Josh Brown pointed his readers toward an intelligent WSJ article about the trend toward equal weighted index funds. As a refresher - indices like the S&P 500 are market cap weighted - indexers own shares in proportion to the market caps of the companies. This obviously results in index performance that is dominated by the performance of the larger companies, which have larger component weights.
As a "remedy" to this phenomenon, index providers are starting to roll out "equal weight" versions of these same indices. In the NDX - Nasdaq 100 - for example, which is a modified cap-weighted index, the top handful of components dominate the index (rough weights as of today):
Apple (NASDAQ:AAPL): 20%
Google (NASDAQ:GOOG): 4.7%
QUALCOMM (NASDAQ:QCOM): 4.5%
Microsoft (NASDAQ:MSFT): 4.1%
Oracle (NASDAQ:ORCL): 3.1%
Amazon (NASDAQ:AMZN): 2.5% Cisco (NASDAQ:CSCO): 2.4%
Intel (NASDAQ:INTC): 2%
Teva Pharmaceutical (NYSE:TEVA): 2%
Research in Motion (RIMM) 2%
That's roughly 47% of the index made up of only the top 10 names.
In an equal weighted Nasdaq-100 basket, however, each component would get a 1% weight, and the smaller companies have a significantly higher impact than they do in the modified cap weighted (ie, "regular") NDX. The top 10 names would make up 10% of the index (after a rebalancing).
The thing that strikes me as most unsavory about the equal weighted indices, though, is their rebalancing schedule. The funds generally rebalance quarterly to get back to the equal weightings - selling the stocks that have appreciated, and buying more of the stocks that have depreciated. To me, that reeks of one of the cardinal portfolio management mistakes that every new trader learns at some point - hopefully as quickly as possible: you don't want to sell your winners and let your losers run, and you don't want to sell your winners and increase positions in your losers.

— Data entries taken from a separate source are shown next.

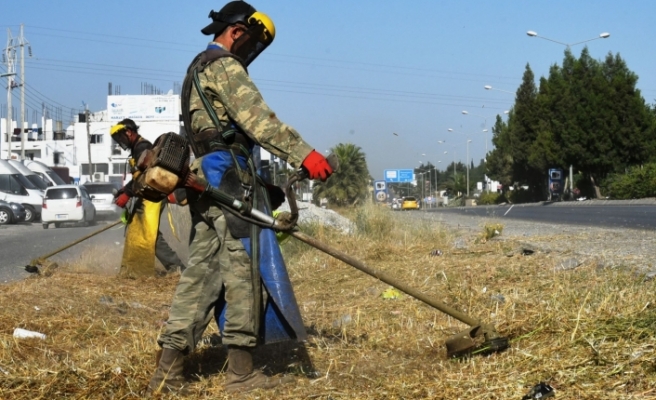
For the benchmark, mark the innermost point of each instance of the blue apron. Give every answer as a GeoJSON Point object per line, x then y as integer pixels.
{"type": "Point", "coordinates": [281, 317]}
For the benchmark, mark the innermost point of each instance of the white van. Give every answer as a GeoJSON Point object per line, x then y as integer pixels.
{"type": "Point", "coordinates": [16, 188]}
{"type": "Point", "coordinates": [44, 172]}
{"type": "Point", "coordinates": [30, 175]}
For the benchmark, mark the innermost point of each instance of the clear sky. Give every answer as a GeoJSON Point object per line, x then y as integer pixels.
{"type": "Point", "coordinates": [389, 76]}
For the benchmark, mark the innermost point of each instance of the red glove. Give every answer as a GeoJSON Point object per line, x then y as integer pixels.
{"type": "Point", "coordinates": [122, 200]}
{"type": "Point", "coordinates": [316, 166]}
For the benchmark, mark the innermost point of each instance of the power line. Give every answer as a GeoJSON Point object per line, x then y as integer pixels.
{"type": "Point", "coordinates": [320, 86]}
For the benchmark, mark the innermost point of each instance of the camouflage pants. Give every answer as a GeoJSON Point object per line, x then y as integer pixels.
{"type": "Point", "coordinates": [217, 261]}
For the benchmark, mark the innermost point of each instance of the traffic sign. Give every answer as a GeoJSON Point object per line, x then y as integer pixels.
{"type": "Point", "coordinates": [399, 175]}
{"type": "Point", "coordinates": [380, 191]}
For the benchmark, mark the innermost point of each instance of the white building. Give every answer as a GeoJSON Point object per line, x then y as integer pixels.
{"type": "Point", "coordinates": [69, 149]}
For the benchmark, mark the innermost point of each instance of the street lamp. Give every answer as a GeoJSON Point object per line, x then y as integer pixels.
{"type": "Point", "coordinates": [603, 35]}
{"type": "Point", "coordinates": [468, 141]}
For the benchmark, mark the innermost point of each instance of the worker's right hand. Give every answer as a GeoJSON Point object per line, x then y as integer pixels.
{"type": "Point", "coordinates": [317, 166]}
{"type": "Point", "coordinates": [122, 200]}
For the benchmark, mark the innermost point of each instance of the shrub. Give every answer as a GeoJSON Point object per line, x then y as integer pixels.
{"type": "Point", "coordinates": [491, 198]}
{"type": "Point", "coordinates": [518, 196]}
{"type": "Point", "coordinates": [373, 221]}
{"type": "Point", "coordinates": [639, 182]}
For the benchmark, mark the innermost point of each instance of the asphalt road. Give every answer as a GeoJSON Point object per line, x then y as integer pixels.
{"type": "Point", "coordinates": [21, 243]}
{"type": "Point", "coordinates": [612, 216]}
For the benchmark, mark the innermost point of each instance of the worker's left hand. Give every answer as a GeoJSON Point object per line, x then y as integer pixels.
{"type": "Point", "coordinates": [317, 166]}
{"type": "Point", "coordinates": [122, 200]}
{"type": "Point", "coordinates": [276, 195]}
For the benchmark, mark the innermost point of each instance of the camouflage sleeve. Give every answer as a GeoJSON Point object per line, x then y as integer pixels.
{"type": "Point", "coordinates": [245, 105]}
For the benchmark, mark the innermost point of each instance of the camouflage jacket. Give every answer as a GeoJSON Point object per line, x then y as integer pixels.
{"type": "Point", "coordinates": [235, 97]}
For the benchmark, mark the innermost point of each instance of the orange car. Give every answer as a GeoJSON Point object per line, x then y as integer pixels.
{"type": "Point", "coordinates": [409, 203]}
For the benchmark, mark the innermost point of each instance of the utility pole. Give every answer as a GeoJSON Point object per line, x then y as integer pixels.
{"type": "Point", "coordinates": [87, 119]}
{"type": "Point", "coordinates": [10, 60]}
{"type": "Point", "coordinates": [22, 42]}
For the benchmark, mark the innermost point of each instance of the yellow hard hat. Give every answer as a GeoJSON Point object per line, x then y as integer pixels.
{"type": "Point", "coordinates": [269, 28]}
{"type": "Point", "coordinates": [116, 128]}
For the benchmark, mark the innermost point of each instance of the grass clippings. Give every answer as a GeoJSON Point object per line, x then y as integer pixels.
{"type": "Point", "coordinates": [588, 332]}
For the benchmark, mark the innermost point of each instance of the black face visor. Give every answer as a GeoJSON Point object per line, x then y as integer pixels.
{"type": "Point", "coordinates": [122, 139]}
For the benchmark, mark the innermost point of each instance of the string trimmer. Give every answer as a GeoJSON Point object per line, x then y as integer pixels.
{"type": "Point", "coordinates": [478, 339]}
{"type": "Point", "coordinates": [32, 267]}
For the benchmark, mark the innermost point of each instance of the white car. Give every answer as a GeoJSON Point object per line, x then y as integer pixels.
{"type": "Point", "coordinates": [103, 198]}
{"type": "Point", "coordinates": [67, 203]}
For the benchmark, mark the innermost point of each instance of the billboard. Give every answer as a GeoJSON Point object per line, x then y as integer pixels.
{"type": "Point", "coordinates": [399, 175]}
{"type": "Point", "coordinates": [144, 107]}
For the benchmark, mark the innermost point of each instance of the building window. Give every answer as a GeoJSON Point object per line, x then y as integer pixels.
{"type": "Point", "coordinates": [100, 167]}
{"type": "Point", "coordinates": [58, 158]}
{"type": "Point", "coordinates": [118, 168]}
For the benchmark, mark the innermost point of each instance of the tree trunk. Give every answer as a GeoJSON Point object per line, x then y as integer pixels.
{"type": "Point", "coordinates": [597, 190]}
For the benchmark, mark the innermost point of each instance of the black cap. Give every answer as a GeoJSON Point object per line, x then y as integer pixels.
{"type": "Point", "coordinates": [230, 14]}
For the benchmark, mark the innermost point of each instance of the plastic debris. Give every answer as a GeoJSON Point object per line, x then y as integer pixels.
{"type": "Point", "coordinates": [460, 244]}
{"type": "Point", "coordinates": [539, 391]}
{"type": "Point", "coordinates": [21, 333]}
{"type": "Point", "coordinates": [391, 293]}
{"type": "Point", "coordinates": [343, 320]}
{"type": "Point", "coordinates": [569, 264]}
{"type": "Point", "coordinates": [498, 298]}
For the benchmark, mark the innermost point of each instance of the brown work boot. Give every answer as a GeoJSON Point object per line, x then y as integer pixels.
{"type": "Point", "coordinates": [241, 375]}
{"type": "Point", "coordinates": [168, 377]}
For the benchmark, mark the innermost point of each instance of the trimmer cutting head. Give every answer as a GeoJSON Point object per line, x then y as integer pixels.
{"type": "Point", "coordinates": [481, 339]}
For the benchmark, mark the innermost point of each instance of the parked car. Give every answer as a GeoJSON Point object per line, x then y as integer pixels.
{"type": "Point", "coordinates": [409, 203]}
{"type": "Point", "coordinates": [44, 172]}
{"type": "Point", "coordinates": [67, 203]}
{"type": "Point", "coordinates": [103, 198]}
{"type": "Point", "coordinates": [30, 175]}
{"type": "Point", "coordinates": [16, 188]}
{"type": "Point", "coordinates": [11, 213]}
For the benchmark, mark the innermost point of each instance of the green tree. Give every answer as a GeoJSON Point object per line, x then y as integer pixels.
{"type": "Point", "coordinates": [499, 160]}
{"type": "Point", "coordinates": [523, 131]}
{"type": "Point", "coordinates": [350, 183]}
{"type": "Point", "coordinates": [593, 117]}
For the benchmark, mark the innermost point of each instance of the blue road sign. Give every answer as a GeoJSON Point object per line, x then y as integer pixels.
{"type": "Point", "coordinates": [399, 175]}
{"type": "Point", "coordinates": [380, 190]}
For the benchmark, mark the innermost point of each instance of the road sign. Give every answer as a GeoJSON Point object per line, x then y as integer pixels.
{"type": "Point", "coordinates": [380, 191]}
{"type": "Point", "coordinates": [399, 175]}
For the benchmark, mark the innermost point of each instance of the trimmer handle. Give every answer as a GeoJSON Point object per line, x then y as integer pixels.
{"type": "Point", "coordinates": [299, 175]}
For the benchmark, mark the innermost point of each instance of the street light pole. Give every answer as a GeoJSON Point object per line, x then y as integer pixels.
{"type": "Point", "coordinates": [603, 35]}
{"type": "Point", "coordinates": [468, 141]}
{"type": "Point", "coordinates": [488, 87]}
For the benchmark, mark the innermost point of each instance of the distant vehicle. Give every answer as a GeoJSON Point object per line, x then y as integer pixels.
{"type": "Point", "coordinates": [44, 172]}
{"type": "Point", "coordinates": [409, 203]}
{"type": "Point", "coordinates": [16, 188]}
{"type": "Point", "coordinates": [67, 203]}
{"type": "Point", "coordinates": [103, 198]}
{"type": "Point", "coordinates": [11, 213]}
{"type": "Point", "coordinates": [30, 175]}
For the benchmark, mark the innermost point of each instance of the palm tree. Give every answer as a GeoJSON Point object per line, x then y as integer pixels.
{"type": "Point", "coordinates": [349, 184]}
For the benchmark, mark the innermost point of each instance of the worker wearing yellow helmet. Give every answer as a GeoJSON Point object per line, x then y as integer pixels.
{"type": "Point", "coordinates": [144, 240]}
{"type": "Point", "coordinates": [224, 118]}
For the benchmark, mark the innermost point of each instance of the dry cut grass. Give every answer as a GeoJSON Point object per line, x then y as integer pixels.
{"type": "Point", "coordinates": [588, 332]}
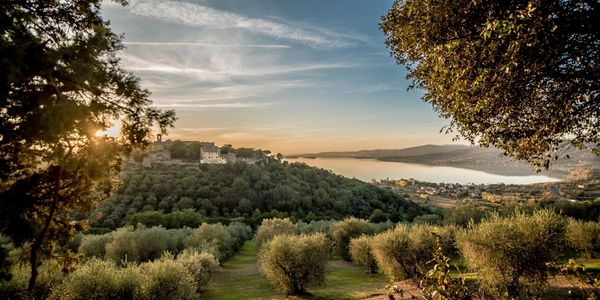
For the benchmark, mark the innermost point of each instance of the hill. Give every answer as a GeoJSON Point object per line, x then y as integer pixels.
{"type": "Point", "coordinates": [249, 192]}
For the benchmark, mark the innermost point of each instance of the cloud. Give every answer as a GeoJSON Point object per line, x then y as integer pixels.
{"type": "Point", "coordinates": [209, 106]}
{"type": "Point", "coordinates": [220, 69]}
{"type": "Point", "coordinates": [197, 15]}
{"type": "Point", "coordinates": [377, 88]}
{"type": "Point", "coordinates": [167, 44]}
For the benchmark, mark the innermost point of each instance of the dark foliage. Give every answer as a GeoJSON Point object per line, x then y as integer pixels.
{"type": "Point", "coordinates": [247, 193]}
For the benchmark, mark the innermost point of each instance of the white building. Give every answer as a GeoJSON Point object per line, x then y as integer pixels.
{"type": "Point", "coordinates": [211, 155]}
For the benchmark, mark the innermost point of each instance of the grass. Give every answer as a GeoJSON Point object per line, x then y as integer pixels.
{"type": "Point", "coordinates": [240, 279]}
{"type": "Point", "coordinates": [591, 265]}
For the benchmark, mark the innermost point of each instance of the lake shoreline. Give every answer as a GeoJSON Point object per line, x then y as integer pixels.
{"type": "Point", "coordinates": [367, 169]}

That's not to say that equal weight indices will perform worse than their market cap weighted counterparts - I'll get to that in a minute - but rather, that I'd prefer it if the equal weight funds rebalanced less frequently. If the rebalancings occurred annually, or even bi-annually, it would give the winners a chance to run a little bit, while at the same time making sure that the weights don't get so out of whack that a few big boys dominate the index. In other words, I think that an improvement to equal weight funds could be "slow rebalance equal weight funds" that don't constantly trim their winners and re-load on their losers.
So how do the equal weights perform vs. the cap weights? It shouldn't be hard to deduce that when smaller cap stocks are outperforming, the equal weight indices will do better - since they give larger relative weightings to the smaller capitalization companies. Similarly, when large caps are outperforming, the market cap weighted ("regular") indices should do better.
We'll keep an eye on the equal-weight fund sector and watch how their assets grow. As the WSJ notes, the $40B in ETFs tracking alternative indices is a small fraction of the $1.8 Trillion in traditional index products.